Although the details are vague, by early next year Spaulding and Slye Investments could file plans for a residential project that would bring up to 160 residences to A Street and West 3rd Street in South Boston.
At a community meeting Wednesday night sponsored by the St. Vincent’s Lower End Neighborhood Association, Daniel St. Clair, managing director of Spaulding and Slye Investments, laid out the general development concept the company devised for the large parcel at 45 West 3rd St., which is currently the home of Cliflex Bellows, a manufacturing firm.
Spaulding and Slye Investments has the approximately 42,800-square-foot property under agreement to purchase, but has not filed any development plans with the Boston Redevelopment Authority, one of the first steps to bring any project to fruition.
According to St. Clair, his company is deliberately taking the process slow so that developers can better understand the neighbor’ priorities.
“We’re very early in the process; nothing has been filed,” said St. Clair. “We want to work with people to find an appropriate fit.”

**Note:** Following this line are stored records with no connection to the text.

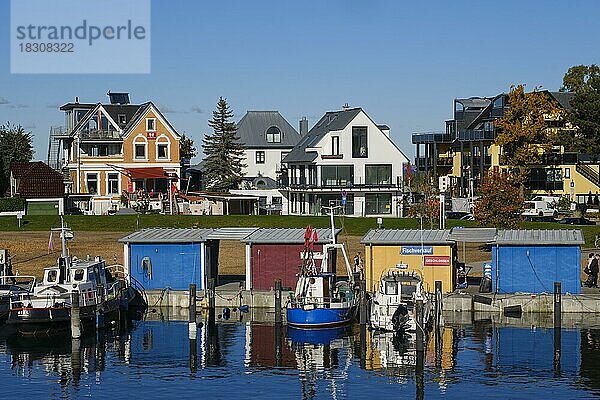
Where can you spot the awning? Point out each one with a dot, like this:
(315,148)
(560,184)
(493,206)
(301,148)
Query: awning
(147,173)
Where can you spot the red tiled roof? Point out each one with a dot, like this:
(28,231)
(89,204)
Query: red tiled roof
(37,180)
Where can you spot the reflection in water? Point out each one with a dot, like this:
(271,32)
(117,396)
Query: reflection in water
(258,359)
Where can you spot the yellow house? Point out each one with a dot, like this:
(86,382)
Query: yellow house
(110,150)
(459,158)
(431,253)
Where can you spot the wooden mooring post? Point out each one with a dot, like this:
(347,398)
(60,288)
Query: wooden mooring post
(75,316)
(420,329)
(192,327)
(100,306)
(557,324)
(438,324)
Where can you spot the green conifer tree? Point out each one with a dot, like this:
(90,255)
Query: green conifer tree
(223,152)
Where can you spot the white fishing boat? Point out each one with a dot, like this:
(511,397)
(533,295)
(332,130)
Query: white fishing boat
(393,305)
(321,300)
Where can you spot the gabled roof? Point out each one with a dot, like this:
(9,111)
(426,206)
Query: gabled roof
(167,235)
(134,114)
(36,180)
(287,235)
(253,126)
(563,98)
(331,121)
(525,237)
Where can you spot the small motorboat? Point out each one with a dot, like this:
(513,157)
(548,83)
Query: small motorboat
(47,308)
(393,304)
(11,286)
(321,300)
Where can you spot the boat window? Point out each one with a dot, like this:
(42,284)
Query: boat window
(391,288)
(79,274)
(408,290)
(52,275)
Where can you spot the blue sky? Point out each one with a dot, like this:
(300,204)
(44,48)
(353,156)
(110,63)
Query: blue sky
(402,61)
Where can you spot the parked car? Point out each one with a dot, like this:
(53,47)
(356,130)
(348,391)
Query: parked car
(537,218)
(576,221)
(456,214)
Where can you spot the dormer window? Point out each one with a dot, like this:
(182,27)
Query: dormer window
(273,135)
(151,124)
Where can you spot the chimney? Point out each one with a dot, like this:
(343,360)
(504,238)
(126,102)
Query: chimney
(303,126)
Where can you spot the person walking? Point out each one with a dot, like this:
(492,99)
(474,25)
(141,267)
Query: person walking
(588,271)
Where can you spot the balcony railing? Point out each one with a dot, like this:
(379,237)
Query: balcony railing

While Wednesday’s meeting at the South Boston Lithuanian Club was largely populated by members of the St. Vincent’s Lower End Neighborhood Association, which represents a more residential section of the neighborhood, the project actually sits in the West Broadway Neighborhood Association’s section of South Boston, which is a denser community with a residential and commercial mix. That neighborhood association is expected to host the community meeting mandated by the BRA’s Article 80 process, once the project has been filed with the agency.
Plans unveiled Wednesday called for a building that boasts six-stories on A Street and steps down to five-stories at the South Boston Bypass Road, which divides the property from the St. Vincent’s section of the neighborhood. The project is expected to include retail space along A Street as well as make improvements to the streetscape along West 3rd Street with the addition of trees, a widened sidewalk, and plantings.

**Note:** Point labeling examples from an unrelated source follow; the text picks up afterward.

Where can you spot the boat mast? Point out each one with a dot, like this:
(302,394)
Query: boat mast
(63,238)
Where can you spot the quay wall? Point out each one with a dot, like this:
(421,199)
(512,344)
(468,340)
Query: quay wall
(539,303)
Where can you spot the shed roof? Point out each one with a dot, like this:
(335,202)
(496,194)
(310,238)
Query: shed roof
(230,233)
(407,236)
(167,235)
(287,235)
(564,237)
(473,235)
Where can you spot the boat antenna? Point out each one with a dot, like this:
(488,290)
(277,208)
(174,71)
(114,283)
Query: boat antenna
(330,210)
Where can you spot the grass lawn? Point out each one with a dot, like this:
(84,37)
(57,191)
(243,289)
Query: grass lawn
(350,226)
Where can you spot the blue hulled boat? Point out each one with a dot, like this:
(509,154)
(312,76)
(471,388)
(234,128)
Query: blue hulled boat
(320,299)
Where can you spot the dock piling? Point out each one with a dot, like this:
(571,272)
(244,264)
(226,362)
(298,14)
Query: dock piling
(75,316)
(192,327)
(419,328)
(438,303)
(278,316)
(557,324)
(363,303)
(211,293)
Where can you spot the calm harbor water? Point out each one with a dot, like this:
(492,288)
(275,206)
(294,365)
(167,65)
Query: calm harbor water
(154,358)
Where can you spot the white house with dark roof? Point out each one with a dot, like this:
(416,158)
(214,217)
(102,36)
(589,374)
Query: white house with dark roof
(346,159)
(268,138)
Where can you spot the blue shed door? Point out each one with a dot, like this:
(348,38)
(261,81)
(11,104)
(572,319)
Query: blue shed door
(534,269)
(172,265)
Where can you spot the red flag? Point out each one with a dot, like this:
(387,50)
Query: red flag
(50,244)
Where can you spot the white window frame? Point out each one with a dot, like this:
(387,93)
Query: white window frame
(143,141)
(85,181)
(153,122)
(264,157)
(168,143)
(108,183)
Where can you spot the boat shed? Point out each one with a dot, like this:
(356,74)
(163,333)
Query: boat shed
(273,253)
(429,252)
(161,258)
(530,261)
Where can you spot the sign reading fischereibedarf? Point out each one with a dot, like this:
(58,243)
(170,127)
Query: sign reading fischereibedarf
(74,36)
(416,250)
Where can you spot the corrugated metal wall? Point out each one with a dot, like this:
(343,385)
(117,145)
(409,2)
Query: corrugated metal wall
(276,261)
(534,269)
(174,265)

“We’re interested in making sure the pedestrian experience from A Street to the St. Vincent’s area is positive,” explained David Hacin, the lead architect for the project. “We want to make it [the development] feel like a block of individual buildings.”
The proposed building, which will be bound by A Street, West 3rd Street, and Athens Street, will to be interconnected, but split up into four sections to give it a less intrusive feel and to help it better fit within the context of the community, according to designers.

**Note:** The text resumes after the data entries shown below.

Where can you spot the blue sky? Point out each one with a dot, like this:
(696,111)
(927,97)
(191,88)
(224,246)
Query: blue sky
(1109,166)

Parking for the project would be located in a semi-recessed garage, with the entrance on the corner of West 3rd Street and the South Boston Bypass Road bridge. Plans called for .8 parking spaces per unit. Developers also highlighted the project’s close proximity to the Broadway MBTA stop as well as space set aside for bike parking.
Plans presented Wednesday were general and did not include the make-up of the units and if they would be condos or rentals.
Reactions from residents were mixed, with most saying they commend efforts by developers to make the project fit, but said it was still too big and too intrusive.
“I appreciate the notion of the scale back, but as a pedestrian I’m still going to see a big building; it has to be shorter on the [West 3rd Street] pedestrian side,” said Britta Hiester, an area resident.
“We’re concerned about the density of the project,” said Donald Keenan, a South Boston resident. “Everybody has a car, you need parking.”
Others said the project didn’t step down enough when it approached the South Boston Bypass Road.
“It’s just too big,” explained Randy Foster, an area resident. “This transition from 35-feet [height limit in the St. Vincent’s neighborhood] to 55-feet [proposed height of the stepped down section of the building] doesn’t make sense.”
Many echoed Foster’s comments, saying the project will be overwhelming when compared to the buildings on the St. Vincent’s side of the neighborhood and the amount of new residents it could bring.
“From a density perspective we’re getting hammered,” explained Gary Murad, vice president of the St. Vincent’s Lower End Neighborhood Association. “When you talk about Transit Oriented Development it sounds good, but with all the new residents, transit in the neighborhood is already overwhelmed.”
At the conclusion of Wednesday’s meeting, residents left with a better understanding of the project and developers left with plenty of notes. Although another community meeting has not been scheduled, St. Clair said his organization would be open to coming back to the community before it files with the BRA.